The outcome of the election for the IMLS (which runs ICML) adds Emma Brunskill, Kamalika Chaudhuri, and Hugo Larochelle to the board. The current members of the board (and the reason for board membership) are:

President Elect is a 2-year position with little responsibility, but I decided to look into two things. One is the website which seems relatively difficult to navigate. Ideas for how to improvement are welcome.

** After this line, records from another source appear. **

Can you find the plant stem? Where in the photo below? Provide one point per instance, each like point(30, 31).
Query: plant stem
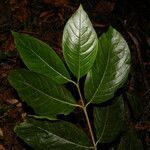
point(87, 117)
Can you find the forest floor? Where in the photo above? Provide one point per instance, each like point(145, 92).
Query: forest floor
point(45, 19)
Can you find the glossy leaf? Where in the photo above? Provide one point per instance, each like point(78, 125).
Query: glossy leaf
point(40, 58)
point(108, 120)
point(44, 135)
point(136, 104)
point(130, 141)
point(110, 69)
point(46, 97)
point(79, 43)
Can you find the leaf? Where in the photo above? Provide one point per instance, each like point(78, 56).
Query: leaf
point(130, 141)
point(110, 69)
point(46, 97)
point(40, 58)
point(135, 104)
point(108, 120)
point(79, 43)
point(45, 135)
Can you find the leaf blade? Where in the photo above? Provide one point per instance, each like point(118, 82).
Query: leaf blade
point(79, 43)
point(130, 141)
point(110, 69)
point(108, 120)
point(52, 135)
point(42, 94)
point(40, 58)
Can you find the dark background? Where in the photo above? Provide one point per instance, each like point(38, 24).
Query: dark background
point(45, 19)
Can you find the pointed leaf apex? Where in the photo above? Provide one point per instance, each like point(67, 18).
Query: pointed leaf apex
point(80, 7)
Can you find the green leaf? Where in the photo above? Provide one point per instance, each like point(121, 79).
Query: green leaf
point(130, 141)
point(79, 43)
point(46, 97)
point(45, 135)
point(40, 58)
point(108, 120)
point(135, 104)
point(110, 69)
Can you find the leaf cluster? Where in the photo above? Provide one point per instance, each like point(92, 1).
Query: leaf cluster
point(103, 62)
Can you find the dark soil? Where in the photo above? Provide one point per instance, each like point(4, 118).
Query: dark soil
point(45, 19)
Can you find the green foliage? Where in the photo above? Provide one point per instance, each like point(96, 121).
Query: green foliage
point(110, 69)
point(44, 135)
point(105, 63)
point(108, 120)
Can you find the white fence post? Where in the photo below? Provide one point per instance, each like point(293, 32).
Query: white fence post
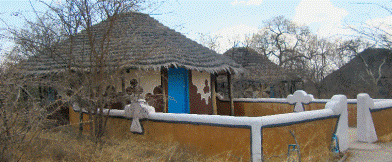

The other is creating a longitudinal reviewer profile. I keenly remember the day after reviews were due when I was program chair (in 2012) which left a panic-inducing number of unfinished reviews. To help with this, I’m planning to create a profile of reviewers which program chairs can refer to in making decisions about who to ask to review. There are a number of ways to do this wrong which I’m avoiding with the following procedure:

  1. After reviews are assigned, capture the reviewer/paper assignment. Call this set A.
  2. After reviews are due, capture the completed & incomplete reviews for papers. Call these sets B & C respectively.
  3. Strip the paper ids from B (completed reviews) turning it into a multiset D of reviewers completed reviews.
  4. Compute C-A (as a set difference) then turn it into a multiset E of reviewers incomplete reviews.
  5. Store D & E for long term reference.

This approach:

  • Is objectively defined. Approaches based on subjective measurements seem both fraught with judgment issues and inconsistent. Consider for example the impressive variation we all see in review quality.
  • Does not record a review as late for reviewers who are assigned a paper late in the process via step (1) and (4). We want to encourage reviewers to take on the unusual but important late tasks that arrive.
  • Does not record a review as late for reviewers who discover they are inappropriate after assignment and ask for reassignment. We want to encourage reviewers to look at their papers early and, if necessary, ask for a paper to be reassigned early.
  • Preserves anonymity of paper/reviewer assignments for authors who later become program chairs. The conversion into a multiset removes the paper id entirely.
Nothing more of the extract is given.